Samuel Langhorne Clemens, better known by his pen name Mark Twain, was an American author, humourist and poet. He is famous for legendary tales he has written such as ‘The Adventures of Tom Sawyer’ and its sequel ‘The Adventures of Huckleberry Finn’.
Mark Twain was born on the 30th of November 1835 and grew up in Hannibal Missouri, which was also the setting for Tom Sawyer and Huckleberry Finn. Mark was the 6th of 7 children but only 3 survived childhood. His father also died at a young age, when Mark was 11 his father passed away due to pneumonia. When he was 12 he became a printers apprentice and in 1851 he became a typesetter, contributor of articles and drawing humorous sketches for the Hannibal Journal. When he was 18 he left Hannibal to go and work as a printer in New York City, Philadelphia, St Louis and Cincinnati and joined the newly formed printers union known as the International Typographical Union. Mark Twain was inspired to become a pilot after a riding a steam boat to New Orleans down the Mississippi. He studied 2,000 miles of the Mississippi for 2 years before he received his steam boat license. In 1870 Mark Twain and Olivia Langdon were married and moved to Buffalo New York where their first child Langdon died of diphtheria at 19 months of age. They also had three daughters named Susy, Clara and Jean. In 1875 he wrote his first major success ‘The Adventures of Tom Sawyer’ and in 1885 he wrote the sequel ‘The Adventures of Huckleberry Finn’. In 1904 Olivia Langdon passed away after 34 years of marriage.

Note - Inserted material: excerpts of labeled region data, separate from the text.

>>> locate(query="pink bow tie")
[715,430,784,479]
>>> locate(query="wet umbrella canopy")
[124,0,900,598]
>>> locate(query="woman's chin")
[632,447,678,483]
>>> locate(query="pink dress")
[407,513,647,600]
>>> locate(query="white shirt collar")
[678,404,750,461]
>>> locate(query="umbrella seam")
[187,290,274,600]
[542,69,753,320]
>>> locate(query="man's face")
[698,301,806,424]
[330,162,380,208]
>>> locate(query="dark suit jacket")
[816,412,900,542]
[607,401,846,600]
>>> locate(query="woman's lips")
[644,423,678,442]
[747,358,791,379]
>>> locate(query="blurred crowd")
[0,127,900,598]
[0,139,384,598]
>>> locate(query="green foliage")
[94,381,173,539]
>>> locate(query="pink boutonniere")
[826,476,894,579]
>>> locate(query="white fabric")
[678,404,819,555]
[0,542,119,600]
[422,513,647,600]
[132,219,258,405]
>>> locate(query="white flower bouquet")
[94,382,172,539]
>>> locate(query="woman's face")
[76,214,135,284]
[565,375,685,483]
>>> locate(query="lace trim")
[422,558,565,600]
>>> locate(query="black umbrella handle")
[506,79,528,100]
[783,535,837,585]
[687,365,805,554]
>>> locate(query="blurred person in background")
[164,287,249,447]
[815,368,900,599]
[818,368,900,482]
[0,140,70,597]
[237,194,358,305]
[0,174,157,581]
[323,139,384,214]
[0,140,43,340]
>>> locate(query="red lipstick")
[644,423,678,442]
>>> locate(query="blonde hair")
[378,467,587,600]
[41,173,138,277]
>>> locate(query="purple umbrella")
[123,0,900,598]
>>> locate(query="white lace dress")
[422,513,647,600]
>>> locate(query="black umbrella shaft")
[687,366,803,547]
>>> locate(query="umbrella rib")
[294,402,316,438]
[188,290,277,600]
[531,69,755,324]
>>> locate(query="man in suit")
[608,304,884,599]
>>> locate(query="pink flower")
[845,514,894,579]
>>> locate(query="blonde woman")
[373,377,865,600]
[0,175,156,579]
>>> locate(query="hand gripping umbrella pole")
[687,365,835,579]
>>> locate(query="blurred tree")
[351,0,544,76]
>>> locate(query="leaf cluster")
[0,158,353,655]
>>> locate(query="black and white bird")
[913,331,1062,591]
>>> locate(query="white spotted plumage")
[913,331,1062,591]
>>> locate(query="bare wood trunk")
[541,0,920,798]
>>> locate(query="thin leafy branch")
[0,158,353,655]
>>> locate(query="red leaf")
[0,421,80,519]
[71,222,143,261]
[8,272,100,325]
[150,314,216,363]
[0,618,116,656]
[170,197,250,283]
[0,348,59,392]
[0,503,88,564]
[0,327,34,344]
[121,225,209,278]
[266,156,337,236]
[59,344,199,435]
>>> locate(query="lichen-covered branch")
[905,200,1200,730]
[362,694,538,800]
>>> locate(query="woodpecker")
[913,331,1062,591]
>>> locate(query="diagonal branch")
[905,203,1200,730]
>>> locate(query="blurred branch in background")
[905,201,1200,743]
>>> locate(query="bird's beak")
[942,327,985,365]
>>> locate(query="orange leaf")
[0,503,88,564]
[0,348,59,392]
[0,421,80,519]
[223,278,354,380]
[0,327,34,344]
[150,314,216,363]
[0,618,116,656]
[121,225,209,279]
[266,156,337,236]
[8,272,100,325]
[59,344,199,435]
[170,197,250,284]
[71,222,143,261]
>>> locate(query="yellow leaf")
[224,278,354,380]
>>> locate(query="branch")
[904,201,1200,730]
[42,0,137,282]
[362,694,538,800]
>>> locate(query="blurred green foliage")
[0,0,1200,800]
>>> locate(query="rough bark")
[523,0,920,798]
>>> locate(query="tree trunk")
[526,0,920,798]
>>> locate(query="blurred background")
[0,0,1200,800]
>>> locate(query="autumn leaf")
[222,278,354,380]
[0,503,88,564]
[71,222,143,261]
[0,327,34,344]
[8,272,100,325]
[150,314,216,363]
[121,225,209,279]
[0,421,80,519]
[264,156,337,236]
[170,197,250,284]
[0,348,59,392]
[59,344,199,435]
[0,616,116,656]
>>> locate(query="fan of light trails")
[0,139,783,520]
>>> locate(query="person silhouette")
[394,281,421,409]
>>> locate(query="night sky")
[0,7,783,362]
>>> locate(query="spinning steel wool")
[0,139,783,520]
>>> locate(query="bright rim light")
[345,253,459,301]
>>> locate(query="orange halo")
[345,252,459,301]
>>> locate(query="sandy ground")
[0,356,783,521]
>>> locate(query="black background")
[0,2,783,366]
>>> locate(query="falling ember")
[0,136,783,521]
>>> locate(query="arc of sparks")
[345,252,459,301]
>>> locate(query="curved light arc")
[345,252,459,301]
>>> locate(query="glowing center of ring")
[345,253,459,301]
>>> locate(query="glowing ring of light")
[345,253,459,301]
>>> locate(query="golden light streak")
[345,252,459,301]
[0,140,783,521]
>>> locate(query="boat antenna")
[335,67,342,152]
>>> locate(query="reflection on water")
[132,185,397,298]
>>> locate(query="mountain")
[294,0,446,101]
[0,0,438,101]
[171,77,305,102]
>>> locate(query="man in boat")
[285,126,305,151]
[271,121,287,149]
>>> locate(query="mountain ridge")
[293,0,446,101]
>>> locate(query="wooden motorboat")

Towards the later years of Twain’s life he fell into a deep depression that started with his daughter Susy’s death in 1896 and got more serious when his daughter Jean, passed away in 1909. His close friend a Henry Rogers also died suddenly in 1909. Twain was quoted saying ‘I came in with Halley's Comet in 1835. It is coming again next year, and I expect to go out with it. It will be the greatest disappointment of my life if I don't go out with Halley's Comet. The Almighty has said, no doubt: 'Now here are these two unaccountable freaks; they came in together, they must go out together.’ This proved to be accurate as Mark Twain died of a heart attack on the 21st of April 1910, one day after Halleys Commet’s closest approach to Earth.